Moral: Beim Entsorgen der Leichenteile im Abfluss entweder massig Abflussreiniger nachschütten, oder noch besser vorher nachfragen, ob das Rohr nicht zufällig aus Blei besteht, aber das kennt man eh schon alles aus CSI. Wasserschaden


  1. ich liebe dieses Wort 

  2. verstehe ich gar nicht andere Leute zahlen viel Geld für Zierbrunnen 

  3. war eh schon nötig 


  1. Mansur 2006-06-01 23:53

    Wow!

    Burschen, da habts ja fast noch mal Glück ghabt (Glück, weil euch hätt die sprichwörtliche Scheisse ja auch bis zum Hals stehen können und fast, weil ja doch ein bisserl Dreckwasser ausm Ausfluss gekommen is)!
    Man kann nur hoffen, dass die Wände wenn sie wieder trocken sind auch wirklich schöner sind (das verspricht sich ja so manche Frau von Schlammpackungen hab ich mir sagen lassen)!!!

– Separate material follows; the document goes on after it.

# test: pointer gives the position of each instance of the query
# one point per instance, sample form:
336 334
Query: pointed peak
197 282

    Lg an euch beide und Georg: schönen Urlaub,

    Mansur

  2. alexander 2006-06-02 6:15

    Stimmt eigentlich hast du recht, ich hoffe halt nur, dass der Effekt nicht ähnlich wie beim runzligen Apfel, der dann unter Vakuum glatt wird, ist.
    Das mit dem „bisserl Wasser“ sag einmal dem Georg, der den ärgsten Dreck in der Küche entfernt hat.
    Und nett, dass du zwar dem Georg aber nicht mir einen schönen Urlaub wünscht!

  3. roarr 2006-06-02 7:09

    Hab ich dich richtig verstanden? Hab ich mich verhört? Vielleicht ein Schreibfehler? Der Georg soll die Küche geputzt haben?!?

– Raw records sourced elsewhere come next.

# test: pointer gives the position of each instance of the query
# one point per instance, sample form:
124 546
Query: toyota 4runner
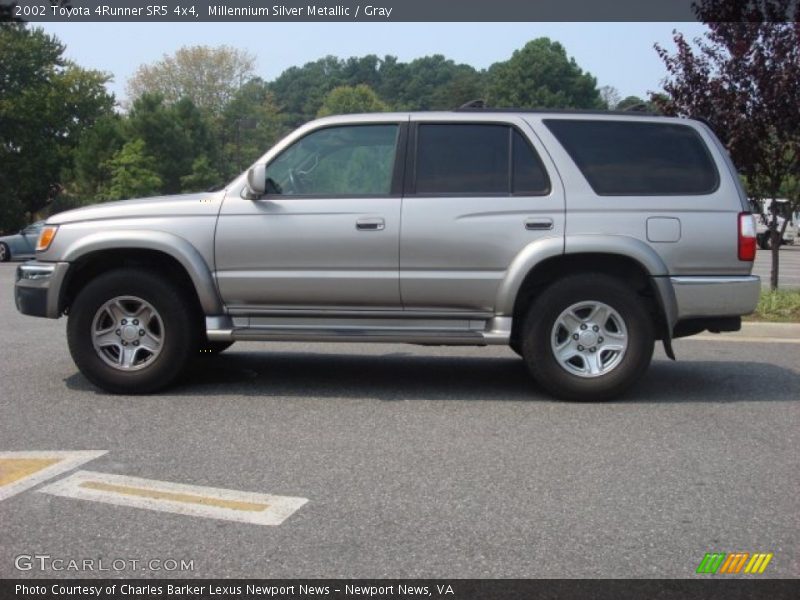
577 239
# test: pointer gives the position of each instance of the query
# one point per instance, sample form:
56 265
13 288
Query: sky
617 54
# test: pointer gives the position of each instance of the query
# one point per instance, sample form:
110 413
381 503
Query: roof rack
556 111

    Und das mit dem Urlaub ist ganz leicht zu erklären: Ihr Studenten seid doch immer im Dauerurlaub. Wenn er dir da immer einen schönen Urlaub wünschen würde, müsste er ja praktisch täglich anrufen…

  4. alexander 2006-06-06 16:31

    Mittlerweile erscheint es mir auch wahrscheinlicher, dass der Handwerker nicht in so einer dreckigen Abwasch arbeiten wollte und deshalb zuerst einmal das schmutzige Geschirr abgewaschen hat (sonst wäre Georgs 1x alle 3 Monate abwaschen Plan ja voll durcheinander gekommen)

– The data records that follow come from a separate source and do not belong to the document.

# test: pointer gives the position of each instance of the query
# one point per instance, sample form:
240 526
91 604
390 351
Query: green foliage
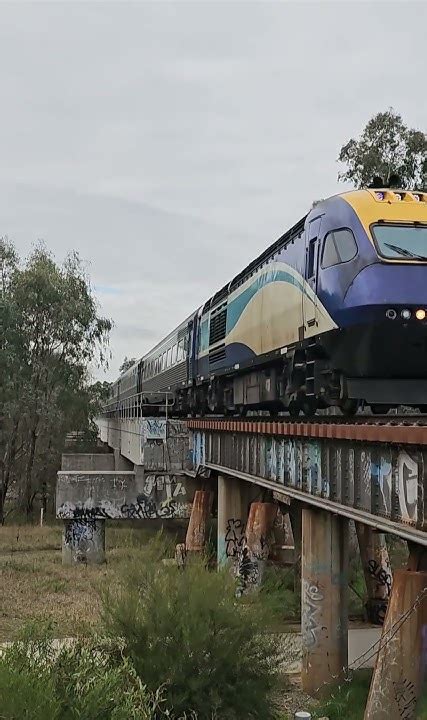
82 681
185 631
386 147
347 700
51 331
278 595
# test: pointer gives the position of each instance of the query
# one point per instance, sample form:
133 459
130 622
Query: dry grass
35 585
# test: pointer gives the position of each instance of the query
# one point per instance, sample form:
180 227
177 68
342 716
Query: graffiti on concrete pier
234 535
312 607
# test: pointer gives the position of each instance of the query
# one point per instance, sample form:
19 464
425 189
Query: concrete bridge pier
377 571
400 675
256 546
83 542
324 603
234 498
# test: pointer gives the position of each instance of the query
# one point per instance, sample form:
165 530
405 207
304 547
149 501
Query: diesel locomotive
334 313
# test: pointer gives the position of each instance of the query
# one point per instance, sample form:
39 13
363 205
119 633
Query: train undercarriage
347 371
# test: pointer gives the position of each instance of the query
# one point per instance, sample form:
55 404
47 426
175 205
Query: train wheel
294 409
380 409
309 407
349 406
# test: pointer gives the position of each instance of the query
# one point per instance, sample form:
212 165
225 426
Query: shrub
185 631
81 681
348 700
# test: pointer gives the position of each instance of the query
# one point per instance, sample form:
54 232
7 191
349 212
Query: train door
191 349
310 301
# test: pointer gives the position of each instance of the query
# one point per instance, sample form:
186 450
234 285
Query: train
332 314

    Das mit dem Urlaub stimmt eigentlich. Auf der UNI und in den Ferien sitze ich vorm Computer. Wenn ich jetzt den Roboter dazu bringe mir ein Bier zu holen, oder noch besser mir einen Cocktail zu mixen, dann komme ich mir bald wirklich vor wie in den Ferien. Vorallem seit wir einen Heizstrahler haben und damit Temperaturen von über 15 Grad im Labor herrschen!

  5. Anonymous 2006-06-06 16:42

    mehr als 15°? pfff… solltet ihr nicht lieber auf solchen luxus verzichten und dafür mehr geld für die forschung haben?

  6. alexander 2006-06-09 6:35

    Das wichtigste und teuerste Kapital ist eindeutig mein Hirn, danach kommt h.w. einer von den 10.000+ Euro Robotern. Nochdazu kommt, dass wenn mein Hirn auf Eis liegt gibt es niemanden der sich mit dem teuren Roboter beschäftigt!